At first glance, it seems like a contradiction: Volkswagen AG's new mid-sized sedan, which will be built in Chattanooga, Tenn., is supposed to be bigger and cheaper than the Passat that it replaces.
A clever trick if you can pull it off. Volkswagen wants to make its Passat replacement competitive with the mid-sized segment stalwarts -- the Toyota Camry, Honda Accord and Ford Fusion -- and thereby boost sales sharply.
The Tennessee plant under construction is designed to produce up to 150,000 units a year. If VW can sell that many, it would be a steep jump from last year's sales of 11,138 Passats.

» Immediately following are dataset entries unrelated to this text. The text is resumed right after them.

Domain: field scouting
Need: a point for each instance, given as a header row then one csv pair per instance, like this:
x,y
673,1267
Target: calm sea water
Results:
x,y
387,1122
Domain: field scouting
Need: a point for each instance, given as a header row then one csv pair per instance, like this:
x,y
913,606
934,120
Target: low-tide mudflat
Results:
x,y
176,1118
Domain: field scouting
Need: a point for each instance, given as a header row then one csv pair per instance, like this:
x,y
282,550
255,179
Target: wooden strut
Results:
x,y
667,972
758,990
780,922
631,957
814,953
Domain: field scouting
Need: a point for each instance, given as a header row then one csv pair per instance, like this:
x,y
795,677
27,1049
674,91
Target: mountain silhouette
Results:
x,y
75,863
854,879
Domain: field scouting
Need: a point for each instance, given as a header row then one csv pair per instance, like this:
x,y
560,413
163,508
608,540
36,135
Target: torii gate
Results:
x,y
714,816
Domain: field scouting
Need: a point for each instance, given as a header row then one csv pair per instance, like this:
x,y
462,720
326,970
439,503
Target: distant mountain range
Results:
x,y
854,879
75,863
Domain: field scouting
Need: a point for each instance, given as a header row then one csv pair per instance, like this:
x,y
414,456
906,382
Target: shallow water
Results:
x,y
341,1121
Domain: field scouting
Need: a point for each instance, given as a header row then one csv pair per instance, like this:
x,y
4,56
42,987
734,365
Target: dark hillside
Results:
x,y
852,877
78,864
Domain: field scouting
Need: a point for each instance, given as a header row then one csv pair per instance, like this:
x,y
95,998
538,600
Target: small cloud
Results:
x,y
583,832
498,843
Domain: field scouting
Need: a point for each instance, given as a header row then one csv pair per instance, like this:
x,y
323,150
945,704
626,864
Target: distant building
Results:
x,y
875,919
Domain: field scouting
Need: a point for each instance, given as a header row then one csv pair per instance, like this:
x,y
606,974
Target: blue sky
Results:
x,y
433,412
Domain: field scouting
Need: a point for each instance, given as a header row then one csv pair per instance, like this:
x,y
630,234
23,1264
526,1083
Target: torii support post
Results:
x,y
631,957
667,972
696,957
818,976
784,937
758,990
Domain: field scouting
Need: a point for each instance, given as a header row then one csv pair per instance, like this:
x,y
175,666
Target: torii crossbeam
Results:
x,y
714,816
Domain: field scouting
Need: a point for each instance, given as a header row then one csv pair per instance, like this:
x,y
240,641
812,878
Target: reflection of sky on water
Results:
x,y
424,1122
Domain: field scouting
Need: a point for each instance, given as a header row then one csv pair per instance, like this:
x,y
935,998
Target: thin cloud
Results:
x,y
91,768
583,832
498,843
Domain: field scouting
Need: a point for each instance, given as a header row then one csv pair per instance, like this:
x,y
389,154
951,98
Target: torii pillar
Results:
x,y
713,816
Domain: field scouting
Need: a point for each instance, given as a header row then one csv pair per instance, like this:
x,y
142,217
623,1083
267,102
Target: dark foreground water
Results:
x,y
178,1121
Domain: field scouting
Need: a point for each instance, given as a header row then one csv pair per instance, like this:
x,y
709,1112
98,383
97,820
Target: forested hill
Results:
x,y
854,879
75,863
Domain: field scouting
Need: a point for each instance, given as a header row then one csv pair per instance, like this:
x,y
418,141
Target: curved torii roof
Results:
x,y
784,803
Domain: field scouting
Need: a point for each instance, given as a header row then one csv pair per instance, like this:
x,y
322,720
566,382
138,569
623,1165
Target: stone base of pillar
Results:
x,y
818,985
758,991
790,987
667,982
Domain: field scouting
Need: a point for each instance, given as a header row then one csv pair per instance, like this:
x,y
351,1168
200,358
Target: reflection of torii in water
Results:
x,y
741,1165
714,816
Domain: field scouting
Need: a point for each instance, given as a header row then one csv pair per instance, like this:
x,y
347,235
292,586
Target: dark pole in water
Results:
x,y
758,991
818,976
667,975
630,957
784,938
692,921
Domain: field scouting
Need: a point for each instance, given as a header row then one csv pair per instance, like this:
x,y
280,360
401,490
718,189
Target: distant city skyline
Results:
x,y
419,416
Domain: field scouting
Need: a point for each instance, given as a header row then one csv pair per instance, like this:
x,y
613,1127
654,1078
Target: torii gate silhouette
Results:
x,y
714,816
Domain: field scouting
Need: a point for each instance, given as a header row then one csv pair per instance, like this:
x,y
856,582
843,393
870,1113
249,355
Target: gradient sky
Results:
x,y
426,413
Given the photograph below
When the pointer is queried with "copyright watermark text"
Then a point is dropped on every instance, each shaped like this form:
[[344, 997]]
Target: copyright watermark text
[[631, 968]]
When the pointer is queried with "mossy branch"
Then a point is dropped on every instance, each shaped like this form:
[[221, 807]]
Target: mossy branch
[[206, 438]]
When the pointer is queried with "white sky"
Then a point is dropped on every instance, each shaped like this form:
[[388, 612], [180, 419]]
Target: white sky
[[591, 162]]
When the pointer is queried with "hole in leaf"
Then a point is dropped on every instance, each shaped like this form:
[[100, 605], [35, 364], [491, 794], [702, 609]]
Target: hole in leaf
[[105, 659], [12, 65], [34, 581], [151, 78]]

Prices for the Camry sedan start at $20,345, and the Accord LX sedan starts at $22,805. By contrast, a VW Passat with a 2.0-liter turbocharged engine starts at $27,945. All prices include shipping.
VW wants to squeeze the Passat replacement, dubbed for now the New Mid-sized Sedan, down to the low twenties. Tom Loafman, U.S. purchasing director for Volkswagen Group of America, outlined some of the strategies VW will use to get the car's price down.
-- Buy all parts in North America. VW will obtain at least 85 percent of the sedan's components in North America, topping its earlier target of 80 percent. "We have overachieved," Loafman brags. Buying local allows VW to avoid currency fluctuations that can drive up the cost of parts.
-- Use carryover components from the VW Jetta. Loafman plans to share 30 to 40 percent of the parts from the Jetta, which is built in Puebla, Mexico, with the new sedan. "It's a tough task" to design a new car with carryover parts, Loafman said. "It's amazing how well product engineering held to it."
-- Help suppliers to minimize their investments. The theory: If suppliers spend less on factories, land and tooling, they can charge less for parts. Five suppliers have set up shop in a supplier park next to VW's assembly plant, currently under construction. Other suppliers are simply converting underused floor space in their existing factories.
-- Design a vehicle with fewer frills. The Passat was designed for relatively upscale European consumers. VW has concluded that price-sensitive U.S. consumers simply aren't willing to pay for the extras found in a mass-market European sedan.
Loafman did not say whether VW will achieve the pricing target that it has set for itself. But VW is meeting other targets.
"We are still on schedule and on time for production in the first quarter next year," Loafman said. "The plant is moving along quickly."